Первая мировая была встречена социально активной частью еврейства неоднозначно. Его отношение к происходившим драматическим событиям представляло собой довольно пестрый спектр мнений, окаймленный, с одной стороны, леворадикальным большевистским лозунгом военного поражения России с последующим свержением самодержавия, а с другой — позицией либерального охранительства, в духе которой была составлена, к примеру, декларация, зачитанная депутатом IV Государственной думы от фракции кадетов Н.М. Фридманом. Заканчивалась она так:
«В настоящий час испытаний, следуя раздавшемуся с высоты престола призыву, мы, русские евреи, как один человек, станем под русские знамена и положим все свой силы на отражение врага»[83].
То, что это были не просто сказанные по случаю громкие слова, свидетельствует хотя бы тот факт, что в России, где к началу войны проживало примерно 2/3 евреев мира, в качестве нижних чинов под ружье было поставлено около полумиллиона представителей этой национальности[84]. Часть бундовцев во главе с членом ЦК В. Коссовским также поддержала лозунг защиты отечества. В мае 1916 года на совещании Бунда в Харькове была принята резолюция, гласившая:
«Российский рабочий класс, в том числе и еврейские рабочие… не может быть равнодушен к тому, удастся ли избежать всех ужасных последствий, которые должно повлечь за собой для страны поражение в современной войне».
То же совещание сочло «безусловно важным» участие еврейских рабочих в военно-промышленных и продовольственных комитетах, во всех организациях, противостоявших расстройству хозяйственной жизни в стране[85].
Однако для большинства евреев все же не были характерны верноподданнические настроения. Скорее наоборот, несмотря на внешнюю лояльность, в еврейской массе преобладало негативное отношение к правительству, порожденное дискриминационной политикой последних двух царствований. Хотя большинство ЦК Бунда придерживалось центристской позиции Л.Д. Троцкого: «Ни побед, ни поражений», в его руководстве, особенно заграничном, сильны были прогерманские симпатии. Стоявший на крайне левом политическом фланге Ленин так комментировал эту ситуацию:
«Для нас и франкофилы и германофилы, одинаково = патриоты, буржуа или их лакеи, а не социалисты. Бундовцы, например, большей частью германофилы и рады поражению России. Но чем же они лучше Плеханова? Оба — оппортунисты, социал-шовинисты, только разных цветов»[86].

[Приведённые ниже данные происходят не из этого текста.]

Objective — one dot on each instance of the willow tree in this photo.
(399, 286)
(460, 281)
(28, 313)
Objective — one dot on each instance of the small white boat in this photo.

Что до далеких от политики еврейских обывателей, то они не выказывали открытой враждебности к властям предержащим. Во всяком случае, они не совершали ничего такого, что, скажем, оправдывало бы начавшееся их насильственное выселение из западных прифронтовых районов в глубь страны. Депортация проводилась военными, пытавшимися найти козла отпущения за боевые неудачи весны — лета 1915 года. Возможно, не без их участия распространялись тогда нелепые слухи о том, что евреи переправляют золото врагу на аэропланах, в гробах, под крыльями птиц, во внутренностях гусей, что они передают различные сигналы противнику посредством ветряных мельниц и даже путем поджигания собственных домов, загоравшихся на самом деле вследствие боевых действий. В нагнетание юдофобских страстей внес свою лепту и департамент полиции, который разослал циркуляр, обвинявший евреев в намеренном сокрытии разменной монеты, имевшем якобы целью подрыв русской валюты. Реагируя на произвол чиновников, 3 августа 1915 г. социал-демократическая фракция Государственной думы внесла запрос правительству «по поводу незаконных действий властей по отношению к еврейскому населению». Протестовали и либеральные политики, которые для облегчения положения евреев-беженцев пытались соответствующим образом воздействовать на царскую администрацию. В ход были пущены и придворные связи влиятельного еврейства[87]. В результате после произошедшего вскоре смещения с поста главнокомандующего российской армией великого князя Николая Николаевича, который в наибольшей степени отличился в травле евреев, административные наскоки на них прекратились, более того, тем из них, кто принудительно был выселен из прифронтовой полосы, разрешили даже поселиться в городах вне черты оседлости (в том числе и в Москве), что стало фактически началом ее ликвидации.
В целом же самодержавная власть, несмотря на многочисленные предпринимавшиеся ею на протяжении всего XIX и в начале XX веков попытки «коренным» образом решить еврейскую проблему, оказалась не в состоянии справиться с этой задачей. Понимая, что конечным результатом такого решения должно стать уравнение евреев в правах с остальным населением империи, царская бюрократия так и не решилась на этот шаг. Евреи оставались гражданами второго сорта: не могли жить, где им хотелось, были ограничены в правах на собственность, не допускались на государственную службу и т. п. И главной причиной тому был отнюдь не экономический аспект проблемы (межнациональная конкуренция в сфере бизнеса), как полагают некоторые исследователи[88], а то, что царский режим, покоившийся на такой социально-политической архаике, как абсолютистская монархия, феодально-сословная структура общества, институт государственной церкви, оказался не в состоянии кардинально самореформироваться, в том числе и отказаться от имевшего средневековые религиозные корни[89] государственного антисемитизма.